Motherhood and guilt. They seem to go hand in hand. From the first moment you realise you are pregnant and then remember that you got really pissed at that wedding two weeks ago - the guilt begins.
There's a never ending ebb and flow to it, and nothing, NOTHING, is too insignificant to bring it on.
You don't do crafts with them because you can't bear the mess.
You didn't sign them up to after-school sports because you couldn't face yet another collection time.
You go to work so are depriving them of the joys of a stay at home mum.
You don't go to work so are depriving them of a strong role model.
You're too shouty.
You feed them pasta every day because that's all they'll eat.
They never learnt guitar.
They watch too much TV.
And spend too much time on screens.
Which you aren't properly monitoring.
Because you spend too much time on screens.
You went out last night.
You can't afford to bring them on holiday.
You spoil them too much.
But you don't play with them enough.
You're too impatient.
Your house is too small.
You don't bake.
On and on and on it goes, an endless cycle in your head. Each age and stage brings different triggers but it never, ever abates.
Sometimes though, something big happens that puts all the other little things in perspective. And surprisingly it can change that never-ending carousel of guilt.
For me it came over two years ago when I was separating from their dad, a thing so momentous for a child that as a parent you could get buried under the weight of the guilt. Everything your children do and feel and say suddenly gets referred back to that fact, so that it becomes the go-to query for all of their behaviour. Is that why they are acting up \ angry \ withdrawn \ anxious \ tearful? Cue guilt-fest.
Of course you could beat yourself up with it forever if you wanted to, but a wise friend told me right at the start of my journey not to bother.
She impressed upon me that as long as children have unconditional love and are supported and hugged and smothered in that love, then they will be fine.

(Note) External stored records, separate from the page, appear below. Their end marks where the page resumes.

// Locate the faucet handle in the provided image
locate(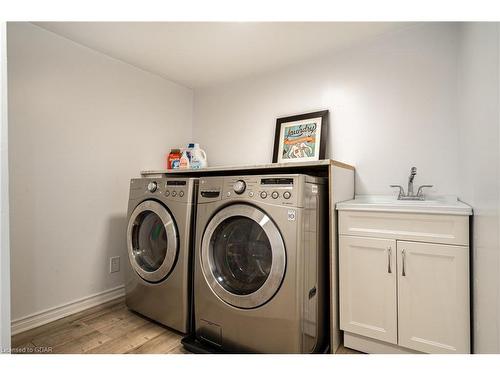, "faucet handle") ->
[389,185,405,199]
[417,185,434,197]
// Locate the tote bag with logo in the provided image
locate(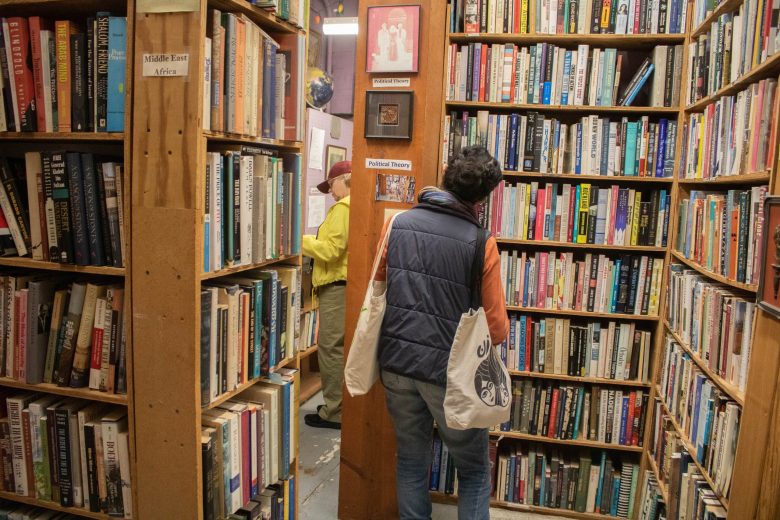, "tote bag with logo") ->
[444,229,512,430]
[344,215,396,397]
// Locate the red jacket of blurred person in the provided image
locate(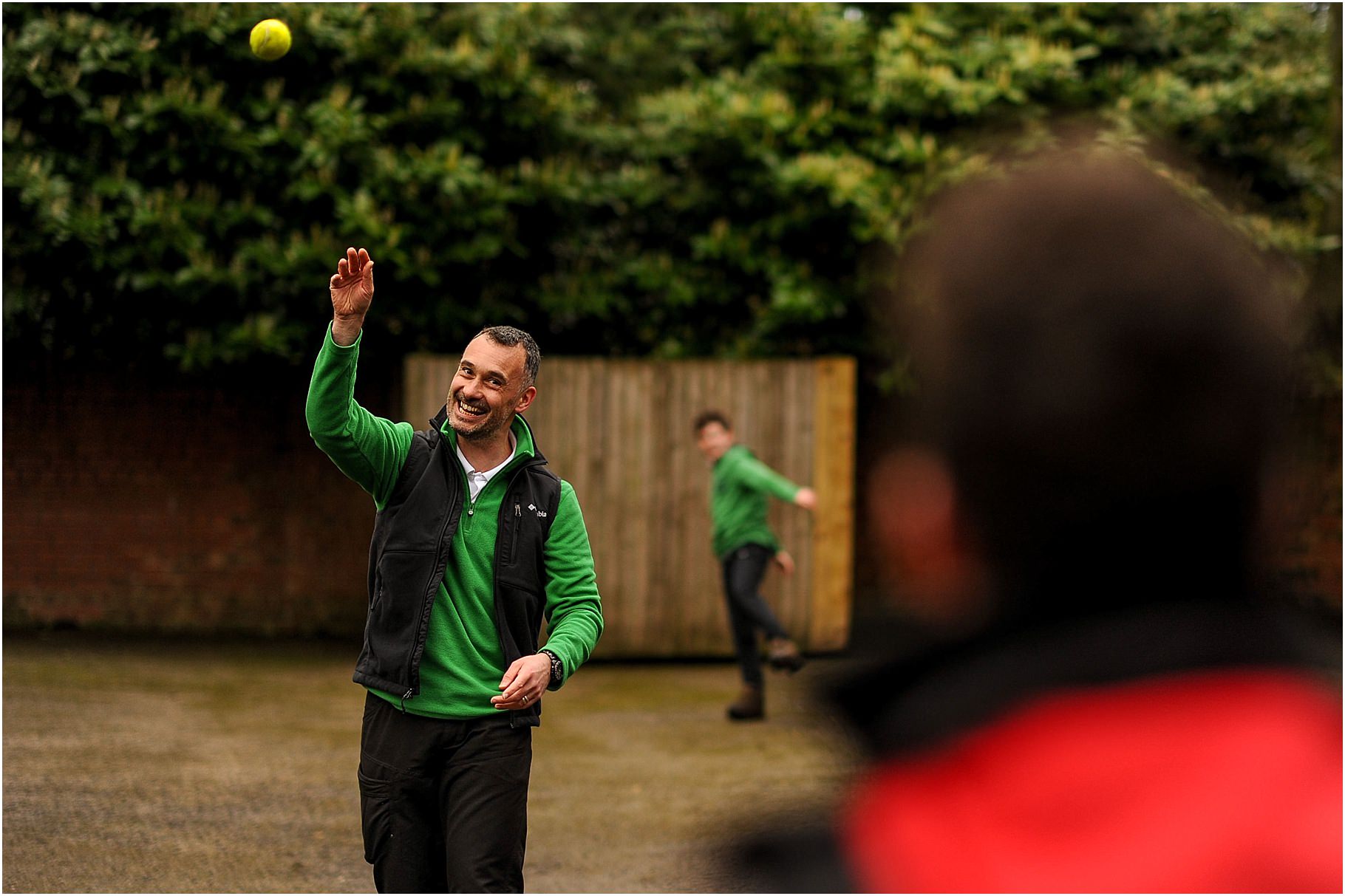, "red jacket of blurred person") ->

So you can be stressed and grumpy and shouty at times, you can be separated or unemployed or too goddamn tired to smile, but then, when you all cuddle up on the sofa and spend the next
20 minutes looking into each others eyes trying to come up with something bigger than all the grains of sand on every beach in the universe to explain how much you love each other - then you realise that they will be ok. Because you know you love them. And they know you love them.
And nothing else is really that important after all.